Mais le chef de l’Etat impute ce manquement à Alain Clerc, le Secrétaire général de la fondation numérique, qui avait hérité de ce poste suite à la démission du maire de Genève, qui en est un membre fondateur. Le président de la République souligne que beaucoup d’argent était dépensé pour des voyages. Selon les résultats de l’audit cités par le Président, pour des fonds de 7 800 000 000 francs Cfa, plus de la moitié, soit 5 200 000 000 frs Cfa vont en frais de fonctionnement, là où le Secrétaire général affirme n’avoir dépensé que 2 800 000 frs. Et le plus bizarre dans tout cela, pour Wade, c’est que « nous n’avons aucune preuve de l’existence de son projet ». C’est de ce constat d’échec que la rencontre de Bamako a été tenue, en vue de prendre certaines décisions. Au sortir de celle ci, il a été convenu de mettre un terme aux fonctions de M. Clerc. C’est ainsi qu’il sera décidé de confier au Président Wade les rênes de la fondation pour une période transitoire, ce qui lui confère aussi le droit de procéder à la dissolution de la fondation en Suisse. Cette entreprise, Wade va l’entamer en s’attachant les services d’un avocat commis pour suivre les procédures de dissolution, et un auditeur, qui a procédé aussi à l’audit de la Fondation.
Et l’audit aurait révélé des insuffisances dans la gestion du Secrétaire général. Seulement, les avis sont partagés sur la question, car d’aucuns estiment que c’est plutôt un détournement de fonds, là où d’autres voient une faute de gestion. En tout cas, la religion du Président Wade a été faite : « C’est un détournement de biens sociaux collectés par les pays membres de la fondation numérique, auquel vient se greffer une usurpation de fonction. » Maître Abdoulaye Wade signale qu’après la décision de mettre fin à ses fonctions de Secrétaire général, Alain Clerc « a continué à se prévaloir de son ancien titre », en faisant des déclarations et convoquant des assises, comme celles qui ont eu lieu à Abuja.
Pour hier, le chef de l’Etat sénégalais avait pour mission de convoquer une nouvelle Assemblée générale, un nouveau conseil de la fondation. Mais après le constat de ces insuffisances, il a préféré convoquer une réunion d’urgence, tenue hier à l’hôtel Méridien en présence des autorités d’autres pays membres de la fondation.
Unanimité sur la dissolution de la fondation. Les membres du Fonds numérique de solidarité se sont accordés à mettre fin à cette fondation et de créer une nouvelle qui sera relancée sur des bases claires où le rôle de chacun sera déterminé. Mais la question est de savoir où domicilier cette nouvelle fondation qui va voir le jour après l’ancienne. On s’attend pour certains à ce qu’elle soit une exclusivité de l’Afrique et pour d’autres, il faut inclure les autres puissances.

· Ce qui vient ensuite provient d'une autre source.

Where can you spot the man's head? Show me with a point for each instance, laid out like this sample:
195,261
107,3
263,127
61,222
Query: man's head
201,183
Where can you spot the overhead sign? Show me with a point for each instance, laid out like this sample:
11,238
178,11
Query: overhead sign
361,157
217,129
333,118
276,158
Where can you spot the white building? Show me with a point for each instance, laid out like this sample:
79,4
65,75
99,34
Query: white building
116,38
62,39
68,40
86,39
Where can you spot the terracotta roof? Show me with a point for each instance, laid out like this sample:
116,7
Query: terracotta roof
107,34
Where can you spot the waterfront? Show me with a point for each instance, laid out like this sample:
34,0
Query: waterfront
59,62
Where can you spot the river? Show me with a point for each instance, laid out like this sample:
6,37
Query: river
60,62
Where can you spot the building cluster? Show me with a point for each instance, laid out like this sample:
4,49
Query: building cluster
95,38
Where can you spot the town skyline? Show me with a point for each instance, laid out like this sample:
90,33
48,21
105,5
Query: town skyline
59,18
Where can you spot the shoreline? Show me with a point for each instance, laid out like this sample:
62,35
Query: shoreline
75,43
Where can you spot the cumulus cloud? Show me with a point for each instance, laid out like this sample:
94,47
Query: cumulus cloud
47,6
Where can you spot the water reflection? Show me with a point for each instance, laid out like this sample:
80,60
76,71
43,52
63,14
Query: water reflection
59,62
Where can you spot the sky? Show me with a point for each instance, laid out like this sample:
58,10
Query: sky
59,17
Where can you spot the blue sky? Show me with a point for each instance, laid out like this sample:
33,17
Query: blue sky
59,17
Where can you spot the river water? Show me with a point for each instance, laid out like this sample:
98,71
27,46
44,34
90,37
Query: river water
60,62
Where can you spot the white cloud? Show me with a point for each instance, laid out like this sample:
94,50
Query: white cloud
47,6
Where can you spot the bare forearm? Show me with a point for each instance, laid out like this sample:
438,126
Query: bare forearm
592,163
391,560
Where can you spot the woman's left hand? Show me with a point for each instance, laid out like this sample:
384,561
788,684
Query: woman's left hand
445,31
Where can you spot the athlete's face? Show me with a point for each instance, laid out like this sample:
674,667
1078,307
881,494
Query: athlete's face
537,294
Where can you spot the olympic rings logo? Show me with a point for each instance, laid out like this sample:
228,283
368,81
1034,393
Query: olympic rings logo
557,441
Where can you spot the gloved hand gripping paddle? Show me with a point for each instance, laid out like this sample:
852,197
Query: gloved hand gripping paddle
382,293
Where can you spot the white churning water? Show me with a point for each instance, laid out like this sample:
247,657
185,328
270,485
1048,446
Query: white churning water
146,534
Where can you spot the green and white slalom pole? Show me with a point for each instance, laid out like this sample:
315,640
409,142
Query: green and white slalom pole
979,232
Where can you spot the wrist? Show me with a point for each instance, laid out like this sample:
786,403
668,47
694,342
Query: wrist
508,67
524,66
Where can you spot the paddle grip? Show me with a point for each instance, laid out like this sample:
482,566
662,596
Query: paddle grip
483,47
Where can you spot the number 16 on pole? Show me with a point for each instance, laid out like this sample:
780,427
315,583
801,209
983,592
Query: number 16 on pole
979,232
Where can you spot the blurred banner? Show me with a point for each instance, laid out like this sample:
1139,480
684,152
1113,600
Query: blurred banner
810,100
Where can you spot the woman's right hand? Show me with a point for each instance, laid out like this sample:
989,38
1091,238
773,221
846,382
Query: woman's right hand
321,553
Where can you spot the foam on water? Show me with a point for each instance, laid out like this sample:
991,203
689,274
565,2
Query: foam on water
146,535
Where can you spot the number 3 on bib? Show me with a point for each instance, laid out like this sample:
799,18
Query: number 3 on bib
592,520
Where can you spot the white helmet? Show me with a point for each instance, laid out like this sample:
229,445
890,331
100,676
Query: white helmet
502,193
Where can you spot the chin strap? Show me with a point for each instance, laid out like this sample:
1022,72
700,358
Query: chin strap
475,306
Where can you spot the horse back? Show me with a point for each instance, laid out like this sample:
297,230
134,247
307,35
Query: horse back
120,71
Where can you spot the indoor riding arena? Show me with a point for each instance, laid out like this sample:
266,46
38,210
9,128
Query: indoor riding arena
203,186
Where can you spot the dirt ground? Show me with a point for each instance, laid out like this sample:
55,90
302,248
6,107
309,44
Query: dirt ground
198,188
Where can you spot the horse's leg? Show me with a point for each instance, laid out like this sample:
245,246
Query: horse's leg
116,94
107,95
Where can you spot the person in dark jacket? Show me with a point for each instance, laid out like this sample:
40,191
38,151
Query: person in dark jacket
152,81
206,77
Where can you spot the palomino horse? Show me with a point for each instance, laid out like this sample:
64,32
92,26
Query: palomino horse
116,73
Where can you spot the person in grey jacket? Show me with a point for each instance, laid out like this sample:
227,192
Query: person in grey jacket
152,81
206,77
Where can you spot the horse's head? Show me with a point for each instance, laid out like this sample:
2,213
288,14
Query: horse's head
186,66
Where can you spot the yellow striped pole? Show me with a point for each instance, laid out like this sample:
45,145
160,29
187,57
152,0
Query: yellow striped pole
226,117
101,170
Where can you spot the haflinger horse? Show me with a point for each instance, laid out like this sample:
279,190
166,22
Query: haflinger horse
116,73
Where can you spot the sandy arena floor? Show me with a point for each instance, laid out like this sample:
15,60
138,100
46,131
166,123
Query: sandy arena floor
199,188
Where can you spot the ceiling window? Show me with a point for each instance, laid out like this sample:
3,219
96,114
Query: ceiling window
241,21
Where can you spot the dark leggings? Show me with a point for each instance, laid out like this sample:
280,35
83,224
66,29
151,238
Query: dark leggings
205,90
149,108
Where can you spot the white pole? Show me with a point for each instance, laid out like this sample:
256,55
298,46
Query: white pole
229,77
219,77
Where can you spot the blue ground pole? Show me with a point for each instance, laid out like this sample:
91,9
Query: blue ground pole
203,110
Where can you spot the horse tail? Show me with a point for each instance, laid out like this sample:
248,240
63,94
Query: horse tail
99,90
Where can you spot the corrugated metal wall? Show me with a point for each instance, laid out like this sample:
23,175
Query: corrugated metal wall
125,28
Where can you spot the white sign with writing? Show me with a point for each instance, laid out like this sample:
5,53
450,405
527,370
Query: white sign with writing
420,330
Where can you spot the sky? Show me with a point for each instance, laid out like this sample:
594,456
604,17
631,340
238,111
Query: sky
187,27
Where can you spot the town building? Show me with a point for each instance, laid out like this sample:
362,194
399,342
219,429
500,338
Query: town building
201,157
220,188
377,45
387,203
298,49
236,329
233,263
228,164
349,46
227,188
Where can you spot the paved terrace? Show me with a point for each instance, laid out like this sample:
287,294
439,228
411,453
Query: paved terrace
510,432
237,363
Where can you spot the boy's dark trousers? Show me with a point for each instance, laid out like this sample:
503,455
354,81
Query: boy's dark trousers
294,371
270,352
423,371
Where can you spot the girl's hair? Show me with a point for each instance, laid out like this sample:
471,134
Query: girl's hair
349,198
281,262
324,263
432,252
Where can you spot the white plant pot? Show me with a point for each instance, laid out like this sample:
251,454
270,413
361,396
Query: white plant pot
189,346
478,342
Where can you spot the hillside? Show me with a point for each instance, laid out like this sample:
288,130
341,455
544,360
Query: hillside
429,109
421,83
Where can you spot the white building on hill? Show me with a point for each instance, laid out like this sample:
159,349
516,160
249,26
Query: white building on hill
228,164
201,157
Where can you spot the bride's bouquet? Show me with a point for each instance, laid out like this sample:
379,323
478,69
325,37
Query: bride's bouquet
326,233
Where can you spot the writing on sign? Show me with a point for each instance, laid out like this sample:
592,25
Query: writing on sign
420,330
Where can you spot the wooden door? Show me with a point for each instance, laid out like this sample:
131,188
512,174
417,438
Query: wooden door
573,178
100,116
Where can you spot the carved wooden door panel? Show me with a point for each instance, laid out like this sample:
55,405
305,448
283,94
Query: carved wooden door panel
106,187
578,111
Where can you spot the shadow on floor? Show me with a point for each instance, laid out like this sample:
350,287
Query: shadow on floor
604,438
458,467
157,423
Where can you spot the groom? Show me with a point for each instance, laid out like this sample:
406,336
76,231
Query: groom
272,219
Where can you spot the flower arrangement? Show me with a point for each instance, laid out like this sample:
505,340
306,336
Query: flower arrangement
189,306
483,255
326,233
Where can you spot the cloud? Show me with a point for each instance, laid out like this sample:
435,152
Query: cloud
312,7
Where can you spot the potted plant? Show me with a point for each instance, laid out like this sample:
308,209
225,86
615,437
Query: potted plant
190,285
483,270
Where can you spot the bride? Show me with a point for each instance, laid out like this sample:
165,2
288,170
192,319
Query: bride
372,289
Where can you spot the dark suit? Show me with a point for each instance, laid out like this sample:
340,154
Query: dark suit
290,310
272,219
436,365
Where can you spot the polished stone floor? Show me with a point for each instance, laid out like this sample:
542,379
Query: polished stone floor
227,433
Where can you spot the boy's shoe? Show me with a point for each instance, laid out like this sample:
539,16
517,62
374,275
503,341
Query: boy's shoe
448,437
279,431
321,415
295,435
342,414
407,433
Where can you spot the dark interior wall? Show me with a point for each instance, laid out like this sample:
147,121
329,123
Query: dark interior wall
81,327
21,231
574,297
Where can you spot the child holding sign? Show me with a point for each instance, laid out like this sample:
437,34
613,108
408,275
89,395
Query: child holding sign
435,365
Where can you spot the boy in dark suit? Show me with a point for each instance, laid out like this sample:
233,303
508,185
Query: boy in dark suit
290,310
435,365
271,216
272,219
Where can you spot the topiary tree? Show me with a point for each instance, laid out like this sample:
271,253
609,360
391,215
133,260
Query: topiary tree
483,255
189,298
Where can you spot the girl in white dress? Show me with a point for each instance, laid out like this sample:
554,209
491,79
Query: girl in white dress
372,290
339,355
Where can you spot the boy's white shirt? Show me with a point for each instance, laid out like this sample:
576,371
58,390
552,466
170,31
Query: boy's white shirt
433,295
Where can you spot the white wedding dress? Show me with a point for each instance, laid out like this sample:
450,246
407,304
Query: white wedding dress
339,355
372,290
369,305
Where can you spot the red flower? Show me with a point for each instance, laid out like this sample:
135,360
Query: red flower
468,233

Et c’est ce que pense le père de cette fondation qui voudrait l’élargir aux autres pays mais en gardant le contrôle de son esprit. Wade pense que si les puissances mondiales dirigent cette structure, elles ne seront pas contrôlables par les Africains. Alors que son objectif, c’est d’arriver à voir chaque africain avec un ordinateur pour résorber cette question de la fracture numérique.